Moreover, the strategic situation changed once again. As the Soviets gained strategic parity with the US, the idea of meeting any Warsaw Pact offence with tactical nuclear weapons was no longer seen as a safe response as the US was now just as deterred from using their strategic forces as the Soviets had been formerly. Additionally, new weapons like the TOW missile fired from attack helicopters appeared to offer an all-conventional method of defeating the Pact. Now it appeared war in Europe would have a long conventional phase, and air attack on England was likely yet unlikely to be nuclear. This was especially true in light of newer long-range Soviet aircraft that could approach the UK at low level and thereby avoid detection altogether.

Studies of a replacement system started in 1972, and multiple reports were produced on the topic over the next year. They proposed using modern commercial computers in place of the specialized systems of Linesman, adding complete digitization of all signals from all radars in the network, upgrading links to their counterparts in NADGE, which were at that time forwarded over voice lines, and devolving command to new hardened CRC centers, remote from the radar sites. L1 would remain in use, but primarily to disseminate information outside of Strike Command (Note: Which, by this point, had taken over from Fighter Command.) and to build the nationwide Recognized Air Picture. The original radar systems of Linesman would remain in the new network, but would be supplanted by low-level coverage provided by decades-old Avro Shackleton aircraft fit with new radars, pending their replacement by similar conversions of the Hawker Siddeley Nimrod. The Royal Navy could also feed in information from their ships.

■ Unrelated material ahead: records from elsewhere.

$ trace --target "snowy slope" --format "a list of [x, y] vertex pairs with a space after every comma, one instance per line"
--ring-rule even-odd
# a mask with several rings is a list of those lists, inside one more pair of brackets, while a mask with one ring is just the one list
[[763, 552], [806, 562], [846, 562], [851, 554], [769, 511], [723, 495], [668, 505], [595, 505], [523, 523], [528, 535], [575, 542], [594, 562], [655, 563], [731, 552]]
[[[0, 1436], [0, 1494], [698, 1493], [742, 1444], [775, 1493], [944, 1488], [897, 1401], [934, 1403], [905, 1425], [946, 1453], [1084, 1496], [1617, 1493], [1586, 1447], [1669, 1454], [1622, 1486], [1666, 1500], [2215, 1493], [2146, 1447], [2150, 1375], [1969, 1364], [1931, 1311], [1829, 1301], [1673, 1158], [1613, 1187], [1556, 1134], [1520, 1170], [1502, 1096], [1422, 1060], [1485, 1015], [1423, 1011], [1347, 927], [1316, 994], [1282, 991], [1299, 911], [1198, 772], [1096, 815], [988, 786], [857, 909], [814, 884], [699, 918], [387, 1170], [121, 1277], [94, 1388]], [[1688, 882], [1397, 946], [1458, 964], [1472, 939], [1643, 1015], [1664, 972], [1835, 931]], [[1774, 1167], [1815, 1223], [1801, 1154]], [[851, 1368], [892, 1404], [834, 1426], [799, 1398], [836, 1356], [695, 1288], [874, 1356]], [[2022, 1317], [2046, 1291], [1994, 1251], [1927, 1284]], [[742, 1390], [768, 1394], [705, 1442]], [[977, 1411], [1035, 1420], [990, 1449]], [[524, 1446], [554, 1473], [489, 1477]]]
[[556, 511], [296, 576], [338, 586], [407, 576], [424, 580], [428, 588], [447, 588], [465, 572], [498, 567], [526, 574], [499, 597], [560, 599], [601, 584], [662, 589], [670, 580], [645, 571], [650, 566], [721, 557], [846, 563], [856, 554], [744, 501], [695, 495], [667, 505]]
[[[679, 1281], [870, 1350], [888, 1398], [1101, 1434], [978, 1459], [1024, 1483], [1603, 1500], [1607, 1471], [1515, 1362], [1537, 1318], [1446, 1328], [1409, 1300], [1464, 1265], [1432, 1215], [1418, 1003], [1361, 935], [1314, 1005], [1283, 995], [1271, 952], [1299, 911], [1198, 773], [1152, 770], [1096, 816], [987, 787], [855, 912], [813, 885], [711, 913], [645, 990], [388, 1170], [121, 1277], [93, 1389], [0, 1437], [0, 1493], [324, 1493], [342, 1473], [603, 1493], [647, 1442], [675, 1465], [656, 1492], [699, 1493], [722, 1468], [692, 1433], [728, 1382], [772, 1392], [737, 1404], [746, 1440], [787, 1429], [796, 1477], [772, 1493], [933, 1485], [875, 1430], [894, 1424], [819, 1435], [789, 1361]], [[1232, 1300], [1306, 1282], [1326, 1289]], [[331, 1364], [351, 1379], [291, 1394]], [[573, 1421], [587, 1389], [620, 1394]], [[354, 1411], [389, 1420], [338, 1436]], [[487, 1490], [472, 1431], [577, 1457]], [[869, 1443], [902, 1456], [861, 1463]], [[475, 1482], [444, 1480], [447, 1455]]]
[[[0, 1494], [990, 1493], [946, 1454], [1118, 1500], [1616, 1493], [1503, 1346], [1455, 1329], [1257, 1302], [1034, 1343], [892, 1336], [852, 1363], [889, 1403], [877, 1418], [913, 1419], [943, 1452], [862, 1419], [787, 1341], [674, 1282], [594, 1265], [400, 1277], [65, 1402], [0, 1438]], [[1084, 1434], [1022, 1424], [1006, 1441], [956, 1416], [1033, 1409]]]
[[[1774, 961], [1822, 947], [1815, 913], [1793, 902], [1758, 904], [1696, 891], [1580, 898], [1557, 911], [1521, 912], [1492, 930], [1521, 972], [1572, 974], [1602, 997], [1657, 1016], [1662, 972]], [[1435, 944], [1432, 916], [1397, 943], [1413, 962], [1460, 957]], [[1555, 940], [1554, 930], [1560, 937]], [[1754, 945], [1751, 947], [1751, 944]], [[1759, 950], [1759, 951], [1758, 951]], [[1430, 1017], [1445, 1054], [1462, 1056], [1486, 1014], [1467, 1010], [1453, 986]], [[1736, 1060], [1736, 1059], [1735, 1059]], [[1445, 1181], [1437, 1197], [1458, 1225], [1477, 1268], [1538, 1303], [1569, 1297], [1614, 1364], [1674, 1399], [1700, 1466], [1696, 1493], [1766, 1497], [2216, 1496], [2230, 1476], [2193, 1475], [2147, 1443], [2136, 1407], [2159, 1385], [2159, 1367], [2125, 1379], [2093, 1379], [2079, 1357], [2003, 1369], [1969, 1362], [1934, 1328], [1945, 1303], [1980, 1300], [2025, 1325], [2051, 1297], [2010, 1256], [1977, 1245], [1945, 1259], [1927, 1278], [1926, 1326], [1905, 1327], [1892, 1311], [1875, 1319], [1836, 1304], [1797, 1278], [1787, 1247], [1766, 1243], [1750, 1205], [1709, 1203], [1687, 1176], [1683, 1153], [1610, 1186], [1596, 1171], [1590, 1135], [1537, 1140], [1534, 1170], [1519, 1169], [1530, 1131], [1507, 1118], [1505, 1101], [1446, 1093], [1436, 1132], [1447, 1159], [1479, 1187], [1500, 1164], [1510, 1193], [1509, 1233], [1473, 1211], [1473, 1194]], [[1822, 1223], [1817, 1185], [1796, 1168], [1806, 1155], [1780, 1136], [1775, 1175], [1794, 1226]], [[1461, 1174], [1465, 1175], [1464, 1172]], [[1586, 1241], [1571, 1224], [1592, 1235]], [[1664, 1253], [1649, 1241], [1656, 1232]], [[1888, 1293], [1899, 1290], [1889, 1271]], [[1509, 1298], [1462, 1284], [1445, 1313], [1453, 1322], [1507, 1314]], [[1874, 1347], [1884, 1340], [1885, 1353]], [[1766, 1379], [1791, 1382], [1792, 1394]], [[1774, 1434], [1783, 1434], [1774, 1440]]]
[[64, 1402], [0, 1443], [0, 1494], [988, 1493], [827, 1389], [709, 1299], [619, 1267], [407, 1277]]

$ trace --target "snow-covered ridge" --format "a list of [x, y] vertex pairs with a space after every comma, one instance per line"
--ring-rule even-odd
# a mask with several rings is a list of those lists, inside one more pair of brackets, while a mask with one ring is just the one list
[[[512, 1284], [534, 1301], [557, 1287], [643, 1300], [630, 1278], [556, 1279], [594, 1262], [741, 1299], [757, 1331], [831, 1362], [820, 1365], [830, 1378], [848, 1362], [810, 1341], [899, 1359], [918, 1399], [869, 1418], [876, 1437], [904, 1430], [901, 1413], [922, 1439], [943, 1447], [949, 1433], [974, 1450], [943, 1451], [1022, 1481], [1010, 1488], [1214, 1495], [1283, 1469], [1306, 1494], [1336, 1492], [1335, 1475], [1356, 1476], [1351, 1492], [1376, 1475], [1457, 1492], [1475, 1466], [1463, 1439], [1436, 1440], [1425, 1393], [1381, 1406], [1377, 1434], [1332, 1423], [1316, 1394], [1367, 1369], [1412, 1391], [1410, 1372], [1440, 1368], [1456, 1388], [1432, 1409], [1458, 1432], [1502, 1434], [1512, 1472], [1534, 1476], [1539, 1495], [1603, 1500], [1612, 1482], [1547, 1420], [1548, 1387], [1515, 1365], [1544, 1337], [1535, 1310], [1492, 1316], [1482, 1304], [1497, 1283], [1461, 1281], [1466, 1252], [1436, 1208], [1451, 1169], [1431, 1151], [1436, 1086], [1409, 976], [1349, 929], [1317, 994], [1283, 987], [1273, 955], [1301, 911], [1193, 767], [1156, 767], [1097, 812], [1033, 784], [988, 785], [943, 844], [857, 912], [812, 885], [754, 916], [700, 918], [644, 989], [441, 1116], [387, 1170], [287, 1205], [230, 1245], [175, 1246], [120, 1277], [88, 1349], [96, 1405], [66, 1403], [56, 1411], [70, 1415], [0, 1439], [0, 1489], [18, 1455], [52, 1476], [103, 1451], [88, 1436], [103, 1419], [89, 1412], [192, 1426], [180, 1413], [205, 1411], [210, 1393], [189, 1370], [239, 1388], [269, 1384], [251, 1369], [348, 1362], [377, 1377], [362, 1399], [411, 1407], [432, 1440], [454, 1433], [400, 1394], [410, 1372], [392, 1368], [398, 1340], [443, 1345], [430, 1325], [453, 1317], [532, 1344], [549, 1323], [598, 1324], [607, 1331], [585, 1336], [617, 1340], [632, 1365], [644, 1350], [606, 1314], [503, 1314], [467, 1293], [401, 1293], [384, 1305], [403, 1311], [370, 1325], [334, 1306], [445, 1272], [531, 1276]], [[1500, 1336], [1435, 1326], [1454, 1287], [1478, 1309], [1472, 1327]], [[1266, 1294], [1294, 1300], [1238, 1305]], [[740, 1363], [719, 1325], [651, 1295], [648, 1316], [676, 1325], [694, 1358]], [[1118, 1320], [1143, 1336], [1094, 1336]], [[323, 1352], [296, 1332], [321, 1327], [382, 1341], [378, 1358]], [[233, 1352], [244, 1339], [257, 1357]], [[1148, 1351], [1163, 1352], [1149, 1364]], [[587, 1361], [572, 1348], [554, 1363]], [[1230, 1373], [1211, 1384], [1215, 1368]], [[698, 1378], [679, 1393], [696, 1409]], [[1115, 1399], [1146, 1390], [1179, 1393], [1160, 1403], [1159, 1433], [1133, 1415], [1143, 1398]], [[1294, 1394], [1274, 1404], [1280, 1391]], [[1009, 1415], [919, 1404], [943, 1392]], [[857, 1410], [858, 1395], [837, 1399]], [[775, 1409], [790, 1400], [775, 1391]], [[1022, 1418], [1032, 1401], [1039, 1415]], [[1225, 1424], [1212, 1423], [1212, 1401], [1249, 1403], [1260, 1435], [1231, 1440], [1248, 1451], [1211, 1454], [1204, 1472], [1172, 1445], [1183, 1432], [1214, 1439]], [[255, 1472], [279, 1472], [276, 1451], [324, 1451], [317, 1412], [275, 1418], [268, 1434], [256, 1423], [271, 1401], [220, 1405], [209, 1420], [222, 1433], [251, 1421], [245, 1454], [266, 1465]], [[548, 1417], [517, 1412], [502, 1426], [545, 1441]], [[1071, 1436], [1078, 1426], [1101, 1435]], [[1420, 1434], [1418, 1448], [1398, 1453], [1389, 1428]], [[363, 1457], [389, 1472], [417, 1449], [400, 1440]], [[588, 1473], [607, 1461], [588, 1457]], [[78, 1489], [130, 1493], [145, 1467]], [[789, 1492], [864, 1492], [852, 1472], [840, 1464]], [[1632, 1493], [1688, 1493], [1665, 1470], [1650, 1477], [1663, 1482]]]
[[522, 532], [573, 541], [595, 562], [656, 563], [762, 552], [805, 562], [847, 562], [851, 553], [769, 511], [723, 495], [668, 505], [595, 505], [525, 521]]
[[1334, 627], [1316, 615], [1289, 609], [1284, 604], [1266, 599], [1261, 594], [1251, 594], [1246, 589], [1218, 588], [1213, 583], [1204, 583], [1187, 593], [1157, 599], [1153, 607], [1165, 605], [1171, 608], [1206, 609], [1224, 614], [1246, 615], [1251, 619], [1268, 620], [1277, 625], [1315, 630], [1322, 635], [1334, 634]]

As had occurred with Linesman, UKADGE soon ran into huge delays on the software side, and was itself delayed well into the 1980s. In spite of glowing reviews by its creators, the system was an utter failure from the start. The Nimrod displayed this in excellent fashion when it was first demonstrating its ability to track unknown aircraft over England but instead demonstrated it was incapable of distinguishing aircraft from cars on the motorway below. The project was eventually cancelled in 1986 in favour of buying several American AWACS aircraft.

===Decommissioning===
UKADGE found itself in the same situation as Linesman before it; the lengthy delays, cost overruns and obsolescence led to calls for its replacement before it was operational. This led to the Improved UKADGE or IUKADGE, which further upgraded the computer systems, communications systems, and eventually the radars themselves. While UKADGE had devolved the command systems to survivable sites, the radars themselves were sited close to shore and easy to destroy. A major goal of IUKADGE was to replace the Linesman radars with mobile units that could be stored off-site in secure locations and then brought online quickly after an attack.

Existing sources do not record when the last Type 84 stood down, but it was likely along with the rest of the Linesman sites in 1996.